Alors que le soleil se couchera sur Bastia, le pénitent de San Ghjisè, revêtu de son habit rouge, arpentera ruelles et venelles, portant la croix sur son dos pour revivre, le temps du Catenacciu, la Passion du Christ. Cette marche sacrée, marquant les 14 stations de douleur, se prépare longtemps à l’avance, autant dans le corps que dans l’âme.
À quelques heures de son chemin de croix, le futur porte-croix livre ses confidences. Sa voix est posée, mais l’émotion affleure : « J'ai la gorge nouée et le cœur serré », confie-t-il d’une voix calme, laissant deviner toute l’intensité de ce qu’il s’apprête à vivre. Issu d’une famille athée, il explique pourtant avoir toujours ressenti, depuis son enfance, "le besoin de Dieu et de l'Église".

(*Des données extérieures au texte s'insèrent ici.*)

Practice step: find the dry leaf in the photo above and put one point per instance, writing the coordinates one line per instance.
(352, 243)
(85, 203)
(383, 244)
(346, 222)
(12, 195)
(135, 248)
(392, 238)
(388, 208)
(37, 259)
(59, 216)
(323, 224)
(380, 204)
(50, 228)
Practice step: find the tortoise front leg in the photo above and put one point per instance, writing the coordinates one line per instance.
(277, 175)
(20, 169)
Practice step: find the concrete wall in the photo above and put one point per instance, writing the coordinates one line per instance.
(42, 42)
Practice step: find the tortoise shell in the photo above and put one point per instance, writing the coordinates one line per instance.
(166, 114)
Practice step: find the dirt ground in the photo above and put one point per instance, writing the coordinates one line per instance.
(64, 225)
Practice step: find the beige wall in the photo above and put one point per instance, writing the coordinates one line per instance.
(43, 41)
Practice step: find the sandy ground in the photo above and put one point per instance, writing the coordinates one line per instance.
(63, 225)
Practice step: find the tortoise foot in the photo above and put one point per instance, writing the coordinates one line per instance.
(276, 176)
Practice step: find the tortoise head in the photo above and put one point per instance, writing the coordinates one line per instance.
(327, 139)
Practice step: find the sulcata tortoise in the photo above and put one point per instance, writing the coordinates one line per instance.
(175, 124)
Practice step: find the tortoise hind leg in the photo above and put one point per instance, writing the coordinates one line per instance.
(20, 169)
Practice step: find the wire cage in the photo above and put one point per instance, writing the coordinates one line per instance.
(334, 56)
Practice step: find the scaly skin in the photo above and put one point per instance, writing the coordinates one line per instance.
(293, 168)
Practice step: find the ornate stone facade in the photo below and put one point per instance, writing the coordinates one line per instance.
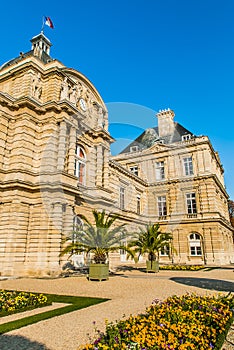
(55, 164)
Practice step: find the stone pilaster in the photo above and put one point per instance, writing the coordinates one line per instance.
(106, 168)
(99, 165)
(61, 146)
(71, 151)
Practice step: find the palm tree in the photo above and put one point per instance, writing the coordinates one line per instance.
(99, 238)
(150, 241)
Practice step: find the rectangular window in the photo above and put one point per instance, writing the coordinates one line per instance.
(195, 250)
(188, 166)
(134, 169)
(121, 198)
(160, 171)
(165, 250)
(191, 203)
(186, 137)
(134, 149)
(79, 171)
(138, 204)
(162, 206)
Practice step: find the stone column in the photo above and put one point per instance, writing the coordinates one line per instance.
(71, 151)
(99, 165)
(106, 167)
(61, 146)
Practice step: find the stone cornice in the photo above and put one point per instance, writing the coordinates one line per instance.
(121, 169)
(40, 108)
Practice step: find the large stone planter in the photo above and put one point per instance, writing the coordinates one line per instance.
(152, 266)
(98, 272)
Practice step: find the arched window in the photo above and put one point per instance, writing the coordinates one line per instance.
(195, 244)
(80, 162)
(77, 226)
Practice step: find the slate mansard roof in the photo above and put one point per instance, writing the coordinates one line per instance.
(151, 136)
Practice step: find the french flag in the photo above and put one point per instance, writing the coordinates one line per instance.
(48, 22)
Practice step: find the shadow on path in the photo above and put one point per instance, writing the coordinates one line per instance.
(206, 283)
(17, 342)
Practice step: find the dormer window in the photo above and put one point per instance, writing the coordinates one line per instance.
(80, 162)
(134, 149)
(186, 137)
(134, 169)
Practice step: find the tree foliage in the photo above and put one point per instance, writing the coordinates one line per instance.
(151, 241)
(99, 238)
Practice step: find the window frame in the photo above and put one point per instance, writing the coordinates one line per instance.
(195, 244)
(160, 170)
(162, 206)
(80, 164)
(186, 137)
(134, 169)
(191, 203)
(138, 209)
(122, 198)
(188, 166)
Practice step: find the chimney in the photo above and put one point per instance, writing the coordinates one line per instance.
(165, 122)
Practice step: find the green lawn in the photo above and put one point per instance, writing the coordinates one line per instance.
(75, 303)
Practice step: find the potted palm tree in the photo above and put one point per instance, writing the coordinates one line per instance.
(150, 241)
(100, 239)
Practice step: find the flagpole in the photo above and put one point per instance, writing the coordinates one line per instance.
(43, 24)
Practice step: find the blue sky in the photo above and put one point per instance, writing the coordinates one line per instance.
(142, 56)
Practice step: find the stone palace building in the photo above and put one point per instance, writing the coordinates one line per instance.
(55, 164)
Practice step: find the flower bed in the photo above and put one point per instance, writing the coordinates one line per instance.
(188, 322)
(13, 301)
(182, 267)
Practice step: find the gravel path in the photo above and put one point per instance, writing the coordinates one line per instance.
(129, 293)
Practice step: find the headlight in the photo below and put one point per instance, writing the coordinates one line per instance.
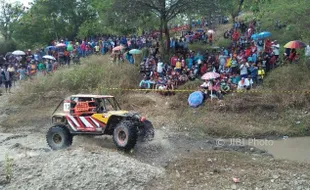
(142, 119)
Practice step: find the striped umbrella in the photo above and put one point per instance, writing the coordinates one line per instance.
(135, 51)
(118, 48)
(264, 35)
(295, 44)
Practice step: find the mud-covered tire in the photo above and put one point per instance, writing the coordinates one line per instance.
(59, 137)
(125, 135)
(146, 132)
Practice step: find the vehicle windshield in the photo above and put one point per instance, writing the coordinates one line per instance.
(107, 104)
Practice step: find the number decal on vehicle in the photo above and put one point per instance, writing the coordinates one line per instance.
(66, 107)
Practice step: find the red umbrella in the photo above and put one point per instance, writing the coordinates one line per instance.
(210, 75)
(295, 44)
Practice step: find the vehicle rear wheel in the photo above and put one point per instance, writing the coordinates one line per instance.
(125, 135)
(58, 137)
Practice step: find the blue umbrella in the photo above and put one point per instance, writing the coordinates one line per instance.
(195, 99)
(254, 37)
(264, 35)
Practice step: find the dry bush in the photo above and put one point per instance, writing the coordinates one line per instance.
(94, 76)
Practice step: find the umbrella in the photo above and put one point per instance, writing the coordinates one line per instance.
(254, 37)
(295, 44)
(264, 35)
(18, 52)
(135, 51)
(8, 54)
(117, 48)
(195, 99)
(50, 47)
(211, 31)
(69, 47)
(61, 45)
(210, 75)
(49, 57)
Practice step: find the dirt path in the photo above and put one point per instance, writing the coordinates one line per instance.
(173, 160)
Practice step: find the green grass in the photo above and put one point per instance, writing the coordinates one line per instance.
(93, 76)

"Autour de moi, il y avait des croyants catholiques que je fréquentais. C'est comme si j’éprouvais du dépit de ne pas être comme eux. Quelque chose manquait à ma vie."
Son cheminement s’est imposé au fil des épreuves : "Comme tout le monde, j'ai connu des événements difficiles, et cela a renforcé mon désir de me tourner pleinement vers Dieu."
Baptisé il y a un an, il décrit ce passage comme une évidence, mais aussi comme le point de départ d’une quête plus exigeante : "Le baptême m'a absous de mes péchés, mais cela me semblait trop facile. Faire le catenacciu, c’est ma façon d’aller plus loin, de donner de ma personne à Dieu." "Je sais que ce que je vais vivre n’est rien par rapport à ce que le Christ a enduré", ajoute-t-il avec humilité. Lui qui confie avoir traversé une jeunesse marquée "par la rage et la violence", voit aujourd'hui en Dieu "une source immense d’apaisement".
"Je voudrais que nous soyons unis pour vivre dans l'amour"
Au-delà de sa démarche personnelle, le pénitent porte aussi une aspiration collective.
"Le patibulum que je vais porter a une portée symbolique immense. Ce soir, je veux porter aussi l’espérance d’un monde plus fraternel."
S’il se décrit comme peu émotif en général, il reconnaît que la perspective de ce chemin de croix l’ébranle profondément : "Je n’aurai pas peur en marchant, mais en pensant à ce moment-là, j’ai envie de pleurer."
Accompagné spirituellement par le Père Bertoni, il témoigne d'une foi vécue au quotidien : "Chaque jour, je me demande ce que je peux faire comme bonne action. Pas forcément de grandes choses : un sourire, une attention, un bonjour. Cela me remplit de joie."
Dans cet engagement simple et sincère, il livre son vœu : "Je voudrais tellement que nous soyons tous unis pour vivre dans l’amour. C’est cela, ma religion."
Un chemin de foi silencieux
À San Ghjisè, ce vendredi soir, son habit rouge et sa croix lourde seront autant de signes visibles de ce chemin intérieur. "J'espère ressentir la douleur, car plus je la sentirai, plus je me rapprocherai du Seigneur."
Il évoque enfin, avec émotion, l'instant où il s'élancera : "Je m’imagine dans la nuit, portant l'habit rouge, la croix sur le dos. Rien qu’en y pensant, je perds mes moyens tant l'émotion est forte."